Insomma come minimo gli israeliani hanno ucciso quasi cinque volte il numero dei palestinesi il che ovviamente giustifica rabbia e vendetta tanto più che questo avviene nel corso di una continua espansione di Israele e di espropri territoriali: negli ultimi 25 anni il numero degli insediamenti israeliani e dei coloni che li abitano è quadruplicato, passando dai 105.000 coloni nel 1992 agli oltre 413.000 nel 2017 nonostante gli insediamenti siano considerati illegali dal diritto internazionale e come tali condannati in numerose risoluzioni Onu. Considerare la reazione a tutto questo come terrorismo fa parte dell’ipocrisia occidentale, che osa persino parlare di regole quando intende rispettarne nemmeno una.

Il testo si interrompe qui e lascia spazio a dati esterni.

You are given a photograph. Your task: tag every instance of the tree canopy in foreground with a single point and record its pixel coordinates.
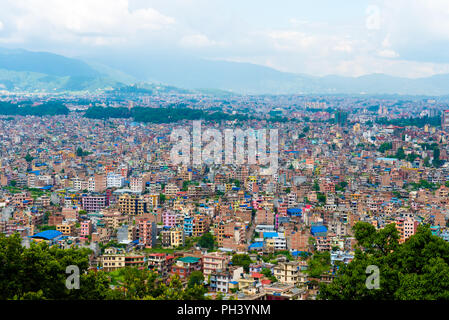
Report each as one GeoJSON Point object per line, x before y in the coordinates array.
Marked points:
{"type": "Point", "coordinates": [417, 269]}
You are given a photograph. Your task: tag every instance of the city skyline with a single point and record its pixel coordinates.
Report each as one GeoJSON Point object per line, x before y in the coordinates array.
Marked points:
{"type": "Point", "coordinates": [403, 38]}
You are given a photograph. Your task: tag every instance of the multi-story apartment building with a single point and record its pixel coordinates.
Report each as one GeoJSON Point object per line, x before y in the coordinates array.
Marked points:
{"type": "Point", "coordinates": [200, 225]}
{"type": "Point", "coordinates": [147, 232]}
{"type": "Point", "coordinates": [172, 238]}
{"type": "Point", "coordinates": [137, 184]}
{"type": "Point", "coordinates": [214, 261]}
{"type": "Point", "coordinates": [289, 272]}
{"type": "Point", "coordinates": [185, 266]}
{"type": "Point", "coordinates": [132, 205]}
{"type": "Point", "coordinates": [115, 180]}
{"type": "Point", "coordinates": [67, 229]}
{"type": "Point", "coordinates": [94, 203]}
{"type": "Point", "coordinates": [86, 228]}
{"type": "Point", "coordinates": [161, 263]}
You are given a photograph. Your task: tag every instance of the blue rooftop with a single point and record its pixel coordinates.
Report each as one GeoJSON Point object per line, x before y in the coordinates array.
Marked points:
{"type": "Point", "coordinates": [294, 211]}
{"type": "Point", "coordinates": [270, 234]}
{"type": "Point", "coordinates": [255, 245]}
{"type": "Point", "coordinates": [47, 234]}
{"type": "Point", "coordinates": [318, 229]}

Tutto questo basta per comprendere in primo luogo chi sono i veri terroristi e in seconda istanza che il 7 ottobre dell’anno scorso abbiamo assistito ad una insurrezione non ad atti di terrorismo: del resto questo fenomeno è sempre invocato dall’Occidente complessivo ogni volta che si è trattato di invadere, rapinare, derubare e reprimere altri Paesi: coloro che resistono diventano automaticamente terroristi semplicemente perché non portano divise. È per così dire una concezione sartoriale del mondo che rappresenta a pieno il livello di intelligenza e di etica che ci è rimasto.